Since fingerprinting doesn’t rely on cookies, existing browser privacy modes don’t work. A “do not track” setting, on the other hand, could potentially be used to indicate to surveillance companies that certain computers’ “fingerprints” should not be kept on file. In fact, BlueCava has said that it intends to build in such an opt-out mechanism. However, despite this stated intention, it has not yet offered an opt-out to the owners of the 200 million devices whose fingerprints it says it has collected so far. There lies the problem with the “do not track” concept: It only works if the companies doing the tracking are willing to cooperate.
Rep. Rush, who introduced a data privacy bill last July and plans to do so again this year, said he is considering including a mandatory “do not track” mechanism. “Through such a mechanism, consumers could advise would-be trackers unambiguously and persistently that they do not wish to be followed by digital snoopers and spies across websites and their various fixed and mobile computing devices,” he said.

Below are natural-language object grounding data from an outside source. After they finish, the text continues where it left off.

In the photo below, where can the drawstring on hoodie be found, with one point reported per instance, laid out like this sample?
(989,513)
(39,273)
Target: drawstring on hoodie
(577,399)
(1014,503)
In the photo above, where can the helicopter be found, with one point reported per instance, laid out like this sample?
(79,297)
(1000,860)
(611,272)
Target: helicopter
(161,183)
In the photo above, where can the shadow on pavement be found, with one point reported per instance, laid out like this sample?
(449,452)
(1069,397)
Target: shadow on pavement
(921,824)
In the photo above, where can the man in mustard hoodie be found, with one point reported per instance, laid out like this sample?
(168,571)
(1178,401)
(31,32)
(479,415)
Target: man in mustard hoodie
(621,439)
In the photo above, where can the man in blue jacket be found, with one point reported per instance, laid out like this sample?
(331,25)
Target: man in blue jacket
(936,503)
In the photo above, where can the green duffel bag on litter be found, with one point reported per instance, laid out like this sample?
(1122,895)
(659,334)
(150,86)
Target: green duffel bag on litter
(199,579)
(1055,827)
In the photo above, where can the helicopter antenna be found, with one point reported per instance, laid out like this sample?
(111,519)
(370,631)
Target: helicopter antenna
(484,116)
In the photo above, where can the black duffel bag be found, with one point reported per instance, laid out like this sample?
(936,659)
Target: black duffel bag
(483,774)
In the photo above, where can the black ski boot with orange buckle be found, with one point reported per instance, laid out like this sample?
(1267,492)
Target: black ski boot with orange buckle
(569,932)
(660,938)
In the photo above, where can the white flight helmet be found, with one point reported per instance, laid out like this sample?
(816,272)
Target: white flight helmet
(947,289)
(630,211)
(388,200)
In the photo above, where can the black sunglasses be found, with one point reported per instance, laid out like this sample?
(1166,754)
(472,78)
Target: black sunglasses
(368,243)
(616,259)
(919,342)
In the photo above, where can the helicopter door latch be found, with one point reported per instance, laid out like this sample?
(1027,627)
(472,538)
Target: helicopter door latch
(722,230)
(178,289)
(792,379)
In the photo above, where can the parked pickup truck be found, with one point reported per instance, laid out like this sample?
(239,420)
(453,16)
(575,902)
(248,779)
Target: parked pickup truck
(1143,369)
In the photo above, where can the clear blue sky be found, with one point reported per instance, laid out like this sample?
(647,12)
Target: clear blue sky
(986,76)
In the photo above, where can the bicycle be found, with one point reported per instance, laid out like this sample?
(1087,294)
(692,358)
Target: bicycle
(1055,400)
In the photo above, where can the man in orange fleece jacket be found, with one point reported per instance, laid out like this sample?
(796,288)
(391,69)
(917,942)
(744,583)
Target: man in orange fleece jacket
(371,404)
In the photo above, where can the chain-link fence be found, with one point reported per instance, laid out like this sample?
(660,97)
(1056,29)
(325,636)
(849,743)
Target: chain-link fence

Regulation may be neither the only answer, nor the best one. Outlawing certain methods of data collection may simply inspire other, more covert means of surveillance, or drive the surveillance companies offshore and out of the reach of American enforcement. Mozilla Corp., the maker of the popular Firefox browser, recently decided against including a new anti-tracking device with its next version of the browser precisely because it realized the device would prompt data miners to turn to more sophisticated, and potentially more deceptive, means.
Mozilla and other software companies are fairly agile, and able to make changes to their products as needed to anticipate and respond to advances in technology. The government is a bit slower on its feet.
As with many technological problems, the best solution may be technical rather than legal. One possibility might be for some company that is widely trusted by the public to act as an intermediary between users and the sites they visit, preventing users’ “fingerprints” from being lifted. Already, many web-surfers in China and Iran use proxy servers to disguise their online activities and gain access to blocked sites. Similar techniques could be developed to combat marketers’ snooping.
In the meantime, we will have to remember that the only guaranteed way to turn on “privacy mode” is to turn off the computer.